You can verify if this is what's causing your problems or not by either 
upgrading to a recent mainline kernel version (I know the changes are in 
4.15, I don't remember for certain if they're in 4.14 or not, but I 
think they are), or by adding 'nossd' to your mount options, and then 
seeing if you still have the problems or not (I suspect this is only 
part of it, and thus changing this will reduce the issues, but not 
completely eliminate them).  Make sure and run a full balance after 
changing either item, as the aforementioned 'optimizations' have an 
impact on how data is organized on-disk (which is ultimately what causes 
the issues), so they will have a lingering effect if you don't balance 
everything.

'autodefrag' is the other mount option that I would try toggling (turn 
it off if you've got it on, or on if you've got it off).  I doubt it 
will have much impact, but it does change how things end up on disk.

Additionally to all that, make sure your monitoring isn't just looking 
at the regular `df` command's output, it's woefully insufficient for 
monitoring space usage on BTRFS.  If you want to check things properly, 
you want to be looking at the data in /sys/fs/btrfs/<UUID>/allocation, 
more specifically checking the following percentages:

1. The sum of the values in /sys/fs/btrfs/<UUID/allocation/*/disk_total 
relative to the sum total of the size of the block devices for the 
filesystem.
2. The ratio of /sys/fs/btrfs/<UUID>/allocation/data/bytes_used to 
/sys/fs/btrfs/<UUID>/allocation/data/total_bytes.
3. The ratio of /sys/fs/btrfs/<UUID>/allocation/metadata/bytes_used to 
/sys/fs/btrfs/<UUID>/allocation/metadata/total_bytes.
4. The ratio of /sys/fs/btrfs/<UUID>/allocation/system/bytes_used to 
/sys/fs/btrfs/<UUID>/allocation/system/total_bytes.

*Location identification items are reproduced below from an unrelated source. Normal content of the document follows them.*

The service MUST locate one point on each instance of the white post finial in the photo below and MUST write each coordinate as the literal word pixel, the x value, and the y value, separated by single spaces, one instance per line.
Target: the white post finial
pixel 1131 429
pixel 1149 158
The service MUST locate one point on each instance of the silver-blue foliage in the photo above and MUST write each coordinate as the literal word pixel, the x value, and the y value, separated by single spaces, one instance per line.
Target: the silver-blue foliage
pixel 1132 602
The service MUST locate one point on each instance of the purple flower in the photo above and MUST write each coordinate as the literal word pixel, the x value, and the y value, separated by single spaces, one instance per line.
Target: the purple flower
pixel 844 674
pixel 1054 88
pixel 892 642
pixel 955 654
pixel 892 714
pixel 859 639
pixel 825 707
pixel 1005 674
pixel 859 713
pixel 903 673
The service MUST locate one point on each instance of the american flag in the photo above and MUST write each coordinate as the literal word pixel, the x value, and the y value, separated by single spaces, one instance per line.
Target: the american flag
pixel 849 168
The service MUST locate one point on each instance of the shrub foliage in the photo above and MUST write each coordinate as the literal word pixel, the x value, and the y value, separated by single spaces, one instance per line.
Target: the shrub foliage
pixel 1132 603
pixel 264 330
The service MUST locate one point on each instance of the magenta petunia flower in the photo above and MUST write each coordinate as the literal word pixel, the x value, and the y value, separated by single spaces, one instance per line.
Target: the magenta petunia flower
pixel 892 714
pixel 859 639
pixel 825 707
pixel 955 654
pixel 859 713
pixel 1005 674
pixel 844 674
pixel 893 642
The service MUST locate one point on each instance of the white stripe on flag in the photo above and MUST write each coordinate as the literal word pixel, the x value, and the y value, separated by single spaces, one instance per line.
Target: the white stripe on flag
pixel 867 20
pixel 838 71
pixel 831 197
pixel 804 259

Regular `df` effectively reports the total of items 2, 3, and 4, but 
those don't really matter unless item 1 is also close to 100%.

Of those, you ideally want the first percentage (which is how much space 
BTRFS has allocated at the upper level in it's two-level allocator) to 
be less than 80 or 90 percent (unless you have a very small filesystem, 
in which case you should try to keep about 2.5GB free, which is enough 
for two data allocations and two metadata allocations), and in most 
cases you want the other three to be as close to 100% as possible 
(higher values there mean less space wasted at the higher allocation 
level).  If that first percentage gets up to 100%, and one of the others 
hits 100%, you'll get -ENOSPC for certain system calls (which ones 
depends on which of the others is at 100%), but traditional `df` can 
still show much less than 100% utilization.